La relation entre les États-Unis et la Chine est la plus importante relation bilatérale entre nations aujourd’hui. Le monde entier a un intérêt à ce que ces deux grandes puissances entretiennent de bonnes relations, tant au niveau politique, économique, que militaire. Il en va du destin de l’humanité, davantage même que pendant la Guerre froide à cause de l‘importance de l’économie mondiale.

Il n’aura échappé à personne que cette relation s’est sérieusement détériorée ces dernières années. Cependant, l’Occident a encore du mal à réaliser que c’est le déclin du pouvoir relatif des États-Unis qui est la cause principale de cette détérioration, ou pour être plus précis, le manque de prise en compte de ce déclin dans l’action politique émanant de Washington.

L’arrivée du monde multipolaire

Beaucoup de responsables politiques américains n’acceptent pas ce déclin car ils considèrent encore le monde comme étant unipolaire.

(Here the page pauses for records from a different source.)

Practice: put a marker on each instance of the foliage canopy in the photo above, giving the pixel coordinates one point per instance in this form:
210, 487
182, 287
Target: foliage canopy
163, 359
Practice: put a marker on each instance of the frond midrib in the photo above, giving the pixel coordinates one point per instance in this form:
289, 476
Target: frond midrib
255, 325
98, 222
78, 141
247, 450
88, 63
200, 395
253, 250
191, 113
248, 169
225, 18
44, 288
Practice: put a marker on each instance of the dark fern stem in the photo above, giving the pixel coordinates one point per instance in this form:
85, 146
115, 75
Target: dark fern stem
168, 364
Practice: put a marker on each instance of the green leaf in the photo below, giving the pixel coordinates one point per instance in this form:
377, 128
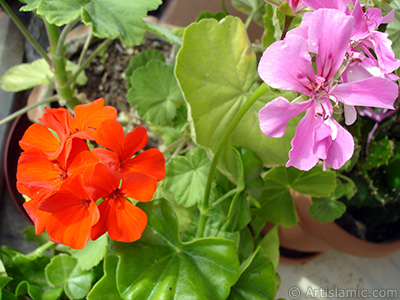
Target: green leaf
141, 60
393, 29
186, 177
164, 32
276, 202
31, 236
270, 245
106, 287
109, 18
160, 266
153, 92
29, 278
326, 209
92, 254
379, 153
30, 5
64, 270
215, 93
256, 7
257, 281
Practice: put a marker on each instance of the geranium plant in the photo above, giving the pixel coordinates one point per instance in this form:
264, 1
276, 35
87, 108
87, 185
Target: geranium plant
185, 220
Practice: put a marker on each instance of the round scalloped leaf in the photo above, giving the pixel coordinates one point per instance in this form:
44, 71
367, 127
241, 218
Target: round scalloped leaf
379, 153
160, 266
216, 69
153, 92
186, 177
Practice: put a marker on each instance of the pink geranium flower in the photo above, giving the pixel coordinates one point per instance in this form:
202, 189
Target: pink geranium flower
288, 65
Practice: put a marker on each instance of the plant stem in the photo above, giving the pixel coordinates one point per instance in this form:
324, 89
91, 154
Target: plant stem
26, 109
250, 18
205, 208
56, 39
40, 250
286, 26
88, 61
224, 7
25, 32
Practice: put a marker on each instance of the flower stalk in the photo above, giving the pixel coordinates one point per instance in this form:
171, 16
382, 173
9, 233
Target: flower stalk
205, 208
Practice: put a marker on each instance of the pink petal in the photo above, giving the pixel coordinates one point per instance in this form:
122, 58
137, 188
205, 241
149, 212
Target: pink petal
322, 140
337, 4
341, 150
360, 24
384, 52
274, 116
329, 32
287, 65
302, 156
374, 92
350, 114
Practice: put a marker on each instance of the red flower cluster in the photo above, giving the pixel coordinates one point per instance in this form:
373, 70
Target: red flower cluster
77, 193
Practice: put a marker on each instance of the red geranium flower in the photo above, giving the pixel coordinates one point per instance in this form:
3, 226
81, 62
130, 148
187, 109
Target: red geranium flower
120, 150
119, 217
71, 214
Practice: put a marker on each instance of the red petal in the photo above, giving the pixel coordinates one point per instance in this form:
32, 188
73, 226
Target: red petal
138, 186
37, 172
107, 157
150, 162
101, 181
38, 136
124, 221
38, 217
133, 142
71, 219
57, 119
110, 135
88, 117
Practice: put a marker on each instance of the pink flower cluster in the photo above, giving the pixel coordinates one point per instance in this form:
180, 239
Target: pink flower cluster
336, 57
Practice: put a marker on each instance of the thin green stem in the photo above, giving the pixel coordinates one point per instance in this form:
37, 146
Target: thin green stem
63, 36
26, 109
25, 32
40, 250
286, 26
64, 90
89, 60
205, 208
224, 7
250, 18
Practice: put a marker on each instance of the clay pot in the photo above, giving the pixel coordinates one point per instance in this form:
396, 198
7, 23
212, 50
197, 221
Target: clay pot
311, 236
11, 152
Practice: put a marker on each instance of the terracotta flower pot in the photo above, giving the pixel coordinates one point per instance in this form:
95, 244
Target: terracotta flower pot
316, 237
11, 154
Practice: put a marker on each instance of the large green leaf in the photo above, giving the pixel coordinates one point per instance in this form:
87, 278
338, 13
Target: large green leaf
160, 266
106, 287
276, 202
29, 278
257, 280
216, 68
393, 29
92, 254
153, 92
251, 7
186, 177
109, 18
64, 270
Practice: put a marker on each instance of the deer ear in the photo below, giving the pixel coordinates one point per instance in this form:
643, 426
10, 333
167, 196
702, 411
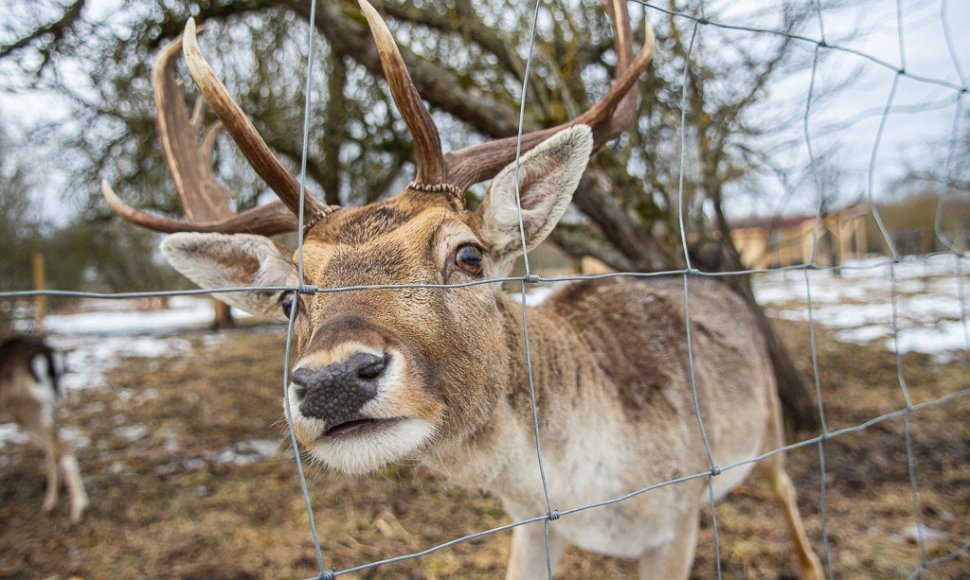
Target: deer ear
225, 261
548, 176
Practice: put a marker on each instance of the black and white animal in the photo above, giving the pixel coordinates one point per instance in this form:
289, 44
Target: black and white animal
30, 392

C’est le cas, par exemple, d’Anthony Blinken, le ministre des Affaires étrangères, et de Jake Sullivan, le Conseiller de sécurité nationale du président Biden, mais également de tant d’autres. Ces personnes pensent que les États-Unis peuvent encore peser sur toutes les situations politiques dans le monde sans exception, comme ce fut le cas pendant environ quinze ans après la chute de l’Union soviétique.

Cependant, le monde est désormais peut-être pas encore tout à fait multipolaire, mais du moins bipolaire, avec un partenariat Chine-Russie agissant en véritable contrepoids aux États-Unis et ses alliés, ayant un pouvoir géopolitique au moins aussi fort que l’Occident.

Tant que les États-Unis considèreront la Chine comme un challenger à une domination unipolaire révolue depuis plusieurs années, et non simplement comme une nation indépendante avec ses intérêts propres, ses relations avec la Chine continueront de se détériorer. Malheureusement, Washington ne semble avoir ni la volonté ni la capacité de réévaluer et réajuster sa politique étrangère, afin qu’elle reflète mieux la réalité politique contemporaine.

Les États-Unis ont évidemment du mal abandonner l’idée qu’ils ont une place particulière dans le monde, avec une destinée manifeste ; qu’ils sont encore « la nation indispensable », comme disait Madeleine Albright dans les années 1990, au moment où l’Oncle Sam tenait entre ses mains le destin de pays comme la Serbie et l’Irak.

En effet, si la base de la politique étrangère américaine est l’absence traditionnelle de menaces externes à son territoire, elle est définie essentiellement par deux axes :

  • Suivre cette idée messianique de destinée manifeste.
  • Promouvoir activement ses intérêts commerciaux à l’étranger.

Ces intérêts sont surtout ceux du complexe militaro-industriel, ainsi que ceux qui résultent du capitalisme de connivence entre l’État fédéral et les grandes multinationales américaines, anciennes et nouvelles, comme General Electric, Boeing, Meta et Alphabet. Nombreux sont les pays ayant fait les frais de cette politique étrangère américaine.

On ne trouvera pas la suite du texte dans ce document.